Listening as Exploration
Approaching Collection #3 as a listener means embracing exploration. Rather than focusing solely on genre labels, the compilation invites questions: What happens when theatrical songwriting meets experimental electronics? How do remixes reinterpret emotional tone? Where do reflective instrumentals sit alongside more extroverted grooves?
Each track becomes a waypoint in a broader map of contemporary independent music. As you move through the compilation, you can hear the threads that unify these artists: a willingness to take risks, a commitment to strong atmosphere, and a belief that sharing music under Creative Commons can amplify, rather than diminish, artistic impact.

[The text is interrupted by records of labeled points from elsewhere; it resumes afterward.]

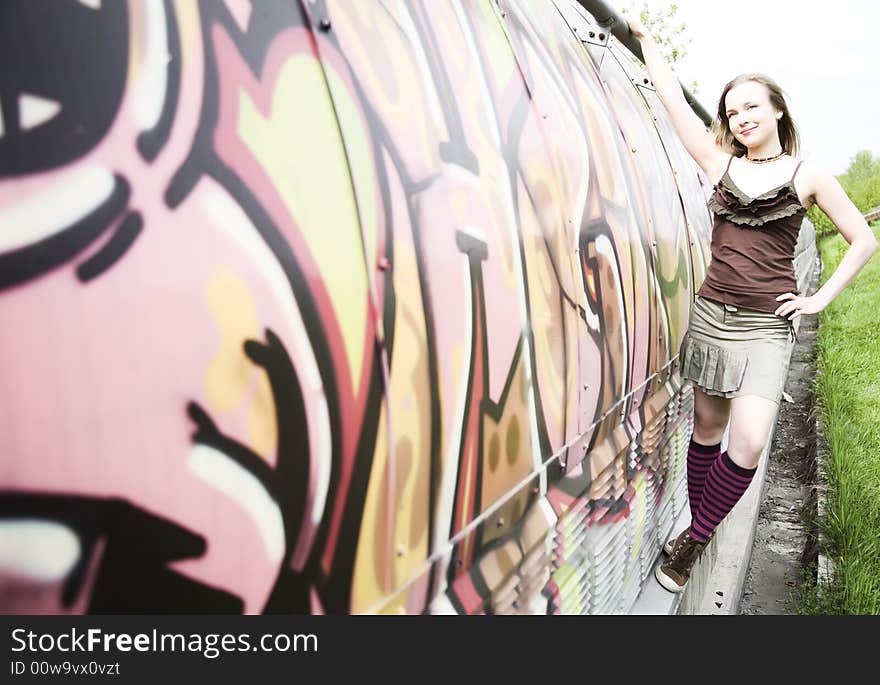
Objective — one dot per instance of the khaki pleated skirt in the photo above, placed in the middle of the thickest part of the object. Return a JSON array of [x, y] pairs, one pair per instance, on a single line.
[[732, 351]]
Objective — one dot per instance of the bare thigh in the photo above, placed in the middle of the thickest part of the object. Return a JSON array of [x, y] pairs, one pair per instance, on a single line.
[[751, 420], [711, 414]]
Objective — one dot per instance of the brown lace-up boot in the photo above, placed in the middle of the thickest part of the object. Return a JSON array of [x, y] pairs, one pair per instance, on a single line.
[[672, 542], [674, 573]]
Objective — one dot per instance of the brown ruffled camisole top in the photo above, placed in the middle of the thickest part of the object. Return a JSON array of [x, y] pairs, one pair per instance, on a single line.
[[753, 243]]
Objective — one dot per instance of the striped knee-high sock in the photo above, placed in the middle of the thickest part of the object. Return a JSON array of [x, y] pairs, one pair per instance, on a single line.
[[725, 484], [700, 459]]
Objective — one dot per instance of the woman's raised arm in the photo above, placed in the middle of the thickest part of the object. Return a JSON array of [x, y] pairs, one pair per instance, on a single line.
[[699, 143]]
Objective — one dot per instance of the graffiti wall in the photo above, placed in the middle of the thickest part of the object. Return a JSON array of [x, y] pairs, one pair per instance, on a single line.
[[324, 306]]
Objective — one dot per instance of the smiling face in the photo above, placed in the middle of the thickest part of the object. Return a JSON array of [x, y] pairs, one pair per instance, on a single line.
[[751, 116]]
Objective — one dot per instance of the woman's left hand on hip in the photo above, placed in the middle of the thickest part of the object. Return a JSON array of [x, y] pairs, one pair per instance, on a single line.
[[795, 305]]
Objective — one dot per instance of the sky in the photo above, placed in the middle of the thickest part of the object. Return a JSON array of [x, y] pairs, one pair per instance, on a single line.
[[824, 55]]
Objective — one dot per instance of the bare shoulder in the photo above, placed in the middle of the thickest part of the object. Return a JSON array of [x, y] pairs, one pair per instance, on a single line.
[[714, 164], [814, 182]]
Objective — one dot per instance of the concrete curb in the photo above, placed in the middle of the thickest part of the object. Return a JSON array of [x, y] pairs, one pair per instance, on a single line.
[[824, 565], [717, 580]]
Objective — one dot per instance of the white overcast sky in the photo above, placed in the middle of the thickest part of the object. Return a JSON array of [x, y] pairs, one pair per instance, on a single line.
[[824, 55]]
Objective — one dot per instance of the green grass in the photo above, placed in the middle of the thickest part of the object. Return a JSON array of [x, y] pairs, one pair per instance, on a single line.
[[847, 389]]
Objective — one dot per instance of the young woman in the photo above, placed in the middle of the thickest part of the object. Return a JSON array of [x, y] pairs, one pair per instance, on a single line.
[[739, 336]]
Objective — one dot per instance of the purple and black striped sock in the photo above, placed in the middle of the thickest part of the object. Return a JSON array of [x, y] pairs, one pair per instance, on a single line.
[[700, 459], [725, 484]]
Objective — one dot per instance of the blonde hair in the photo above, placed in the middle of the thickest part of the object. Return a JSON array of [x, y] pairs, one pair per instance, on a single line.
[[788, 133]]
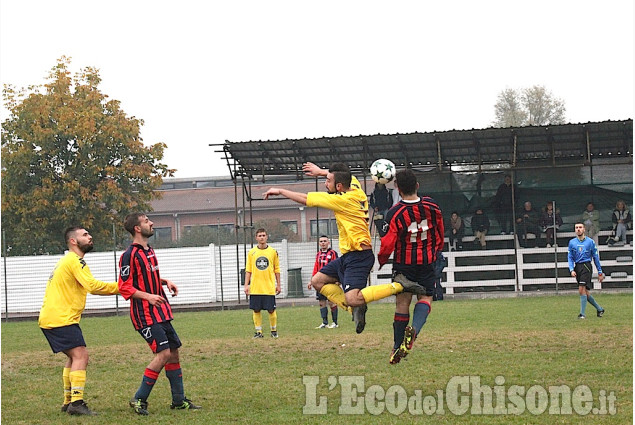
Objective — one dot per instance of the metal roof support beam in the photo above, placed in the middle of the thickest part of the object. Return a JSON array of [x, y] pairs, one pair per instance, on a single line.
[[404, 151], [588, 146], [515, 148], [477, 148], [439, 158]]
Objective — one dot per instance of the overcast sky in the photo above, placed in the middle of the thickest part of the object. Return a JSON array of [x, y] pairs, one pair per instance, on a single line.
[[205, 72]]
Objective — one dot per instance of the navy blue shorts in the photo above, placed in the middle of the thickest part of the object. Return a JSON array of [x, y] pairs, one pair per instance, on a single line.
[[262, 302], [351, 269], [160, 336], [424, 275], [64, 338]]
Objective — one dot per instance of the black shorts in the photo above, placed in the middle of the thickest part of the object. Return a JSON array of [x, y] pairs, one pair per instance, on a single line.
[[583, 274], [160, 336], [64, 338], [262, 302], [424, 275], [351, 269]]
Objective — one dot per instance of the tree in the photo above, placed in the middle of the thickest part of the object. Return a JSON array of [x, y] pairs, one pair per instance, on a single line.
[[530, 106], [71, 156]]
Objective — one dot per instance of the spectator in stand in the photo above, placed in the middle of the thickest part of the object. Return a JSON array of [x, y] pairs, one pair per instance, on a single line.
[[380, 201], [527, 222], [550, 221], [456, 231], [622, 222], [503, 204], [591, 220], [480, 227]]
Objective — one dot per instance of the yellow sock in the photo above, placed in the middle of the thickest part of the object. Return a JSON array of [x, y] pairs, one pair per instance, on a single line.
[[257, 320], [67, 385], [78, 381], [335, 294], [377, 292], [273, 320]]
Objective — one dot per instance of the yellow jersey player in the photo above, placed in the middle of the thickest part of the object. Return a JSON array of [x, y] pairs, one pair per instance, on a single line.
[[262, 283], [64, 302]]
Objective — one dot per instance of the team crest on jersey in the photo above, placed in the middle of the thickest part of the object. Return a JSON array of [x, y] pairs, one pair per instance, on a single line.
[[262, 263]]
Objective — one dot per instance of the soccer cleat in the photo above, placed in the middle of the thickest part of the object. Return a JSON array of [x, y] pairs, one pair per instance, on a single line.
[[79, 407], [186, 405], [139, 406], [409, 285], [410, 334], [359, 317], [395, 356]]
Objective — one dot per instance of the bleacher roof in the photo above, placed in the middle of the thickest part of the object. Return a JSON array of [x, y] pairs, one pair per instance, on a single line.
[[515, 147]]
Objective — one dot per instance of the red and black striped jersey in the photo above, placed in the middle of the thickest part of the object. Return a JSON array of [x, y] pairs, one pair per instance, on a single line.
[[139, 271], [323, 258], [414, 231]]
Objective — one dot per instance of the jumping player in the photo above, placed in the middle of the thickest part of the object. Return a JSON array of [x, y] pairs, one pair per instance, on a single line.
[[349, 203]]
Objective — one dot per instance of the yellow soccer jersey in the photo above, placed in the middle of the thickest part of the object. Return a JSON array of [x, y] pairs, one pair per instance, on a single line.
[[65, 295], [263, 264], [351, 214]]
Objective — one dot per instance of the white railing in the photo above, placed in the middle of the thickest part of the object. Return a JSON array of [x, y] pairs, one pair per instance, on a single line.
[[199, 271]]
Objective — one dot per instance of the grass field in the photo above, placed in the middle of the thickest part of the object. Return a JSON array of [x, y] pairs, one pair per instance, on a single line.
[[534, 342]]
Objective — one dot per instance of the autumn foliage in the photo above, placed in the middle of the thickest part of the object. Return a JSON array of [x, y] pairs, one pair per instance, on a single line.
[[70, 156]]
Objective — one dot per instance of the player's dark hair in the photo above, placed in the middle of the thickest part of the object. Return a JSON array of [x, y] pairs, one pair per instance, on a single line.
[[132, 220], [341, 173], [68, 233], [406, 181]]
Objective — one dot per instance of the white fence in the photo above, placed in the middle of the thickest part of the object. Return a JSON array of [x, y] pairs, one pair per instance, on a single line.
[[209, 274]]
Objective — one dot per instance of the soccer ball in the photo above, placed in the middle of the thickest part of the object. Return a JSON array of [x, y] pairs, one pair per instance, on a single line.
[[383, 171]]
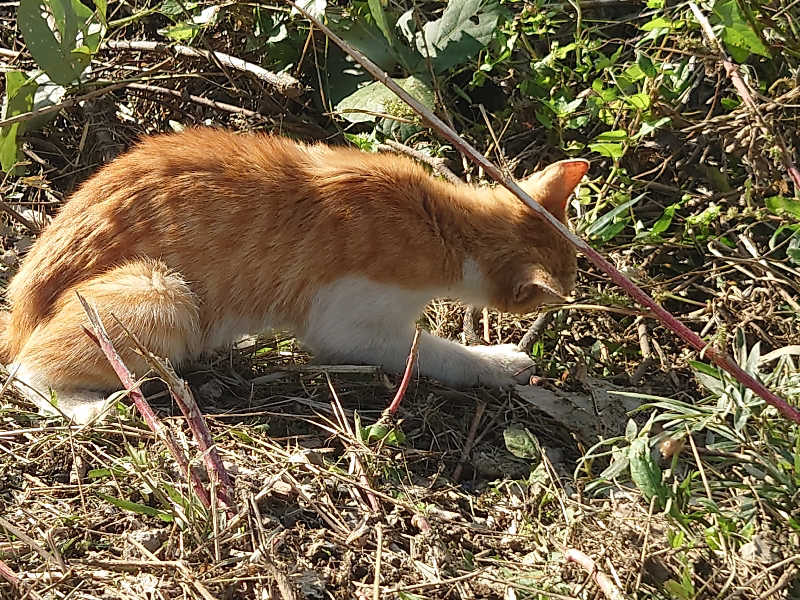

Conclusion: Collection #3 as a Snapshot of Creative Freedom
Collection #3 (LCL47) stands as more than a simple assortment of songs. It is a curated snapshot of how independent musicians, netlabels, and remixers use Creative Commons licensing to shape their relationship with audiences. From Walter Sickert & The Army of Broken Toys’ intense storytelling to M4T’s digital fragments, Rodrigo Jávega’s inventive soundscapes, Gay Vibes’ open-ended groove, and Volfoniq’s dubwise reinterpretation of Eqube & Mr Noon, the compilation celebrates the many ways music can inhabit the digital landscape.
Listening to this collection is an invitation to think differently about ownership, collaboration, and the value of sound. It demonstrates that when artists share thoughtfully, audiences don’t just consume—they participate, respond, and help carry the music forward.